On managing air-transport and general-aviation traffic:
Some of the things we’re going to do with the next generation of navigational systems -- how we space aircraft and separate them ‑‑ will improve our system and make it more efficient. I’m excited about the potential of NextGen to provide approaches at literally thousands of new airports. We could not afford to put ILS approaches into another thousand airports. But with satellite navigation systems, those processes will allow us to design approaches at thousands of airports. General aviation is going to be safer and more efficient as a result.
On funding the FAA and the national air traffic control system:
At one time we had a system that got a lot of its money from the general fund. The American taxpayer paid a reasonable amount of money because of what aviation does.… Trillions of dollars go into our economy because of aviation.
When aviation boomed, the amount of money available to it from the general fund was reduced, because aviation was prospering so much. Now, however, we see just the reciprocal. Passenger traffic is off, ticket prices are down, people are flying less in their GA aircraft, aviation fuel has been expensive, and it’s not a robust economy, to say the least. And we now have many more efficient aircraft burning less fuel, meaning the fuel excise tax generates less revenue.

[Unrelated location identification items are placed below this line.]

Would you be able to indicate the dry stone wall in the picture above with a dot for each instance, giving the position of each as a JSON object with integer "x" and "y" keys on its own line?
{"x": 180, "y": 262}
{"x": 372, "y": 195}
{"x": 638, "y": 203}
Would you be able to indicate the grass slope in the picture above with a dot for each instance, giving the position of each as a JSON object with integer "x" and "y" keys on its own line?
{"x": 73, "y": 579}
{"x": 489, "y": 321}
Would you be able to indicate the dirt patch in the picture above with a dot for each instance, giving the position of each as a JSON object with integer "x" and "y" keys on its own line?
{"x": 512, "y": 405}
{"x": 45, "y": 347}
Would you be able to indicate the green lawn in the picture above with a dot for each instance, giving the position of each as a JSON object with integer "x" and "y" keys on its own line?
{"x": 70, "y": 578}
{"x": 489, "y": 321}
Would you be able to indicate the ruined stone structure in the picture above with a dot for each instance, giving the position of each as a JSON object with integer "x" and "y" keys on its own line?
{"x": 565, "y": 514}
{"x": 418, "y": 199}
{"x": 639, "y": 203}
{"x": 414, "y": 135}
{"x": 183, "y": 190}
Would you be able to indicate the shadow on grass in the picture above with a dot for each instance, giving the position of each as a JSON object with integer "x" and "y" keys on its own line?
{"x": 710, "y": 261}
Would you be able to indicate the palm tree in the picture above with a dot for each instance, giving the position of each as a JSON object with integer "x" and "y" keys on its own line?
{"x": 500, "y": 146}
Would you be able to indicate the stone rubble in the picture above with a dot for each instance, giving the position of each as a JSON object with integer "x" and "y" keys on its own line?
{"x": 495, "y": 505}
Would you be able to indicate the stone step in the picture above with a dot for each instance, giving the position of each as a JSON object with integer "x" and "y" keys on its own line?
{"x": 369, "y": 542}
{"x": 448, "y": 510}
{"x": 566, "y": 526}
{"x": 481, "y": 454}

So, we have a problem. All those things together have taken away from all the sources that we’ve used to fund our whole federal aviation system. Maybe we should return to having the general fund pay more for it, quite bluntly.
I think we will find a consensus; I haven’t heard the perfect answer yet. If I had, you’d be hearing it.
We need some stabilizing and continuity. If you look at user fees, they’re not any less immune to those ups and downs than anything else I’ve mentioned.
On general aviation security requirements
There definitely is a role the FAA can play in cultivating a better understanding of GA among the agencies tasked with securing our nation’s transportation systems.
I’d like to meet with a confirmed administrator of the Transportation Security Administration, which is a pending appointment. We have thoughts to share. We see there are some choke points here and there, and we’re certainly getting feedback from the GA community. The goal is a safe and secure aviation system. Our hope is to see the agencies come up with something that is a lot better than what we’re doing today.
On the sport pilot, light-sport aircraft movement:
It was a bold experiment to let an industry regulate itself. FAA said, “Fine, you live up to those standards.” And they have done it. The statistics support it. Accident ratios support it. And now there are 8,100 of these aircraft! To bring aviation to young and old, anyone who wants to learn to fly, you’ve got to put it closer within their reach. That’s what sport pilot does. It’s a grand experiment, and a successful one.
On the controversial and recently released FAA interpretation preventing students from applying the instruction they received from a sport pilot (only) instructor toward their private pilot training:
We’re going to go back and take a look at it. The good news is that only 400 or so instructors fall in this category. We have some 50,000 other instructors whose time counts. It doesn’t mean, however, that we won’t go back and take a look at it for the sport-pilot-only instructors. This is one of the areas where I’m glad we can interface openly with the EAA and other organizations. You’ve pointed out something that, even though we understand what the intent was, you’ve said let’s take another look at this. We will. And we welcome the spotlight on something that could be a problem.